GBP/USD traded in a fairly calm manner until the U.S. ISM manufacturing report was published. Take note that this index is quite important and is much more significant than the usual S&P PMI data. The U.S. ISM Manufacturing PMI fell from 49.2 to 48.7 in May. Naturally, the dollar immediately retreated, and the pound sterling surged once again. There is nothing surprising about what happened yesterday. Even if the ISM report had met market expectations, we would still have expected the GBP/USD pair to rise. In recent weeks and even months, the market has been using any formal reason to buy the pound rather than sell it. So what can we say if the ISM index turned out to be significantly worse than market expectations...
This week, the U.S. will release a considerable amount of important information. Therefore, the dollar will have more than one chance to decline. Unfortunately, the U.S. reports have been disappointing in recent months. It's disappointing to the extent that even the fundamental background can't save the dollar from further sell-offs. It's worth noting that the Federal Reserve keeps postponing its first rate cut. To be more precise, the market is constantly expecting the Fed to begin the rate-cutting cycle too early. Therefore, it can be said that the market itself is to blame for its judgments and expectations, as it turns out to be wrong time after time.
However, credit must be given where it's due. Since market participants repeatedly make mistakes, they have simply decided to ignore their own errors. In other words, the dollar should be rising now because expectations of Fed rate cuts in March and June have not materialized.

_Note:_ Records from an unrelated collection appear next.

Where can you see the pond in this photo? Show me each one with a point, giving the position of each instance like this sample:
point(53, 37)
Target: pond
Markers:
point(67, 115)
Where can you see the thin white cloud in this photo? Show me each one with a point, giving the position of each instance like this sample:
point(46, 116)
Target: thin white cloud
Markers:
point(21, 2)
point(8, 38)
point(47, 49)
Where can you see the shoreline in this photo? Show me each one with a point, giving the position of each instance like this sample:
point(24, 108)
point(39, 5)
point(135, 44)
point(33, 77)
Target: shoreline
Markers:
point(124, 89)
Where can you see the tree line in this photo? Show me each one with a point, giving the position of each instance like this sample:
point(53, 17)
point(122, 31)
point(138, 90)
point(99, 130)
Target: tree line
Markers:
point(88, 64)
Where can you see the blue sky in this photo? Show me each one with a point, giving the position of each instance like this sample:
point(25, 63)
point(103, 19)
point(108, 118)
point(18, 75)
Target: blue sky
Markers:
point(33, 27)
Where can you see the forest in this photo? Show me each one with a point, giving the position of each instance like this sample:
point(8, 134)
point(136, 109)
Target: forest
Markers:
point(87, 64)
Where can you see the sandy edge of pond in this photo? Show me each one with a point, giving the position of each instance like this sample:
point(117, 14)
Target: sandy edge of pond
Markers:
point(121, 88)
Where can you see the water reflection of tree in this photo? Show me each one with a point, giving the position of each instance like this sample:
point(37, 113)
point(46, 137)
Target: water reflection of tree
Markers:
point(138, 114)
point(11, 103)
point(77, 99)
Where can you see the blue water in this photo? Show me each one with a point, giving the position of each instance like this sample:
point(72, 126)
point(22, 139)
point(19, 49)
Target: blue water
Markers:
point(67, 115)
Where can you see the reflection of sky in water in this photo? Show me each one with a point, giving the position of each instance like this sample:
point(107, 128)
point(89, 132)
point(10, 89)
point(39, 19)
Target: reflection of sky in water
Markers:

However, the market simply refuses to acknowledge its own mistakes and refuses to buy the dollar based on this fact. Therefore, we face situations where the dollar weakens for a long time because everyone was expecting a rate cut in March, and now it's not rising because the market seems to be turning a blind eye to this factor.
Therefore, the U.S. data will be the main focus this week. If they turn out to be disappointing, as the first report did this week, then we can only expect the dollar to fall. From a technical perspective, everything remains natural, but only on the 4-hour chart. On this timeframe, the upward trend persists, and closings below the moving average don't say much. The trend doesn't shift to a bearish one, even if sell signals are forming. Therefore, traders who trade purely on technicals may continue buying the British pound.
The average volatility of GBP/USD over the last five trading days is 69 pips. This is considered an average value for the pair. Today, we expect GBP/USD to move within the range limited by the levels of 1.2719 and 1.2857. The higher linear regression channel is pointing downwards, suggesting a downward trend. The CCI indicator entered the oversold area three times in May, and the British currency started a new phase of growth. However, this correction should have ended a long time ago.
Nearest support levels:S1 - 1.2726
S2 - 1.2695
S3 - 1.2665
Nearest resistance levels:R1 - 1.2756
R2 - 1.2787
R3 - 1.2817
Trading Recommendations:The GBP/USD pair continues to trade higher. The pound manages to rise even when it has no reason to do so. And even when it does, the growth turns out to be much stronger than one might expect. However, we still expect downward movement, but with the current paradoxical rise of the British currency, we may have to wait for a long time. Short positions remain much more relevant, as most of the factors point downwards. Therefore, you may consider selling the pair with targets at 1.2665 and 1.2604, but only if the price consolidates below the moving average. You may consider longs above the moving average line if you trade solely on technical analysis or if this week's U.S. reports turn out to be weak.
Explanation of Illustrations:Linear Regression Channels – Helps determine the current trend. If both are directed in the same direction, it means the trend is currently strong.Moving Average Line (settings 20.0, smoothed) – Determines the short-term trend and the direction in which trading should currently be conducted.Murray Levels – Target levels for movements and corrections.Volatility Levels (red lines) – The probable price channel in which the pair will spend the next day, based on current volatility indicators.CCI Indicator – Its entry into the oversold area (below -250) or the overbought area (above +250) means that a trend reversal in the opposite direction is imminent.